TAMs as a carry of anti-cancer drugs

TAMs can also be used as a carry of anti-cancer drugs, which is one of the most promising strategies of cancer treatment. It has been reported that macrophages can actively internalize gold nanoshells and deliver them into hypoxic regions of tumors [28], inducing cancer cell death around these macrophages. Wang et al. found that macrophages loaded by a magnetic shell combined with topoisomerase I inhibitor SN38 could deliver into the tumor site and exert an anti-cancer effect [29]. In addition, similar combination therapy was showed by Ikehara et al. [30]. Nanoparticles coated with mannose and loaded with 5-fluorouracil were internalized by macrophages. The tumor growth inhibition was observed when an electromagnetic field was applied in a mouse intraperitoneal metastatic model.

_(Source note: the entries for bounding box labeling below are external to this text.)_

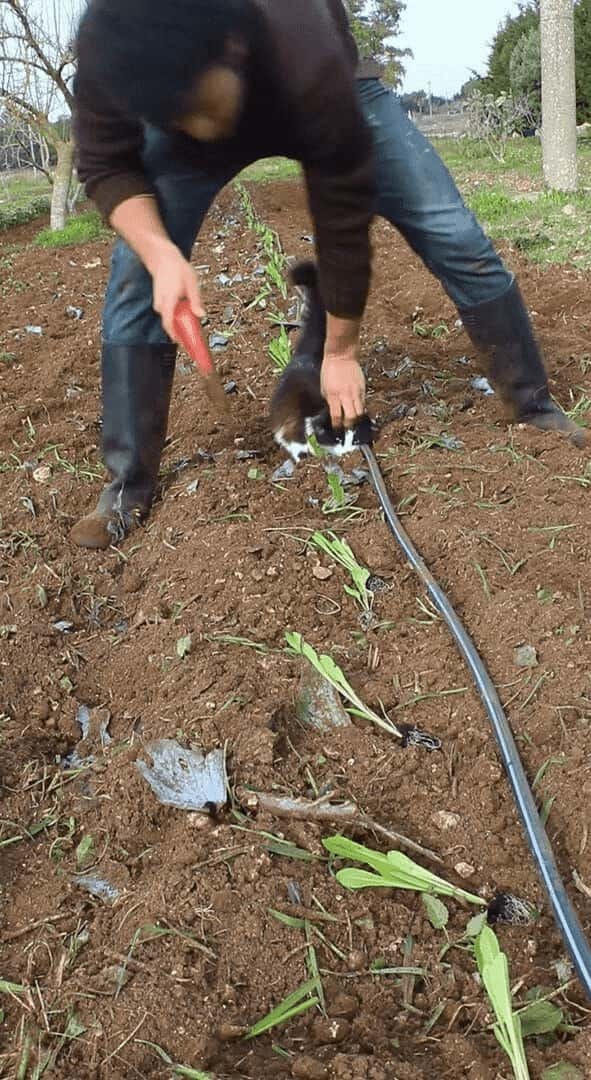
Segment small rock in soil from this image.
[296,663,351,732]
[210,334,230,352]
[135,739,226,810]
[32,465,51,484]
[486,892,538,927]
[365,573,390,593]
[514,645,538,667]
[431,810,460,832]
[216,1024,247,1042]
[470,375,495,396]
[292,1056,328,1080]
[454,863,476,879]
[287,881,303,907]
[400,724,443,754]
[73,874,121,904]
[328,994,359,1020]
[271,458,295,484]
[347,948,367,971]
[312,1016,351,1047]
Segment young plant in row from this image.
[310,532,374,613]
[285,631,405,740]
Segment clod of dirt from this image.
[347,948,367,971]
[312,1016,351,1047]
[486,892,538,927]
[365,573,390,593]
[296,663,351,732]
[292,1056,328,1080]
[135,739,226,811]
[431,810,460,832]
[215,1024,247,1042]
[513,645,538,667]
[328,994,359,1020]
[32,465,51,484]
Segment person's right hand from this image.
[150,245,205,340]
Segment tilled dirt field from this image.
[0,184,591,1080]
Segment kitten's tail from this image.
[290,259,326,367]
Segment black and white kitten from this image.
[270,261,372,462]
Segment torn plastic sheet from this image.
[135,739,227,811]
[62,705,112,769]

Targeting TAMs in combination with standard therapies

Radiotherapy and chemotherapy are useful treatments in many cancers, and studies have shown that infiltrated-myeloid increases after irradiation. However, the interaction between tumor cells and stroma after these therapies remains poorly defined. DNA damage, cell death, and increased hypoxia have been observed in tumors after radiotherapy, which has been shown to lead to macrophage recruitment and promote tumor progression in animal models [31]. Therefore, it is essential to combine TAM targeting with standard therapies for effective tumor treatment.

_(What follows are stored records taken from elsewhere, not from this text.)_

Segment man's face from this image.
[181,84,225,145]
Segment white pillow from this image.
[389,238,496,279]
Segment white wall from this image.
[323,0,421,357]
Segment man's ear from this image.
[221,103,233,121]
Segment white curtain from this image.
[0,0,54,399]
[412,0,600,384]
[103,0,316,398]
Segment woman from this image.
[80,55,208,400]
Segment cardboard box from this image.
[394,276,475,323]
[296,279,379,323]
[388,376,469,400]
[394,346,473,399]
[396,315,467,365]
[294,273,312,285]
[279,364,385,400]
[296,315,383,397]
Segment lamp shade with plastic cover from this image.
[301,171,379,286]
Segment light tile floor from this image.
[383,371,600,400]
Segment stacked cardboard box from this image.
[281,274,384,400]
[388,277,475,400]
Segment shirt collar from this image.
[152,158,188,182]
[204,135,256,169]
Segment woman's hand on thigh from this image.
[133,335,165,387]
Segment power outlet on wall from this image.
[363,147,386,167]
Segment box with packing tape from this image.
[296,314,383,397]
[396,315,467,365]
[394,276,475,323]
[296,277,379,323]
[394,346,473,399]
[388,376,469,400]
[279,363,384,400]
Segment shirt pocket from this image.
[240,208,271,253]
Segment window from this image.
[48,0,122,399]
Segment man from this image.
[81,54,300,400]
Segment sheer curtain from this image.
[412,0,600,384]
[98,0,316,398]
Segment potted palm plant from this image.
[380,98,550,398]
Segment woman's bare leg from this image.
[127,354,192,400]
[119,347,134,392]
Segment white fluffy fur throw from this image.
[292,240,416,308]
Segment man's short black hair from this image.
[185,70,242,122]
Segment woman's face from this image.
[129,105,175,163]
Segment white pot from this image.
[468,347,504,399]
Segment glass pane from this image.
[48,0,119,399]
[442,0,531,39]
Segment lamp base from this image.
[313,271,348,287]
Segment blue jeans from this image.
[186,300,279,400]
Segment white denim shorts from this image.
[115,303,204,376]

The hypoxia-inducible factor-1 (HIF-1) pathway is stimulated by radiation-induced tumor hypoxia and the HIF-1 inhibitor can result in decreased infiltration of myeloid cells into tumors [32]. Even more strikingly, blocking CSF1R signaling appears to enhance the efficacy of several other standard therapies. As such, CSF1R blockade has been shown to increase the efficacy of chemotherapy for pancreatic tumors [33].

Conclusions

Targeting TAMs is a promising strategy for cancer treatment. Recent ongoing experimental, pre-clinical, and clinical studies of TAMs have shown encouraging progress. We believe that TAM-targeted therapies would be applied in cancer patients in the future.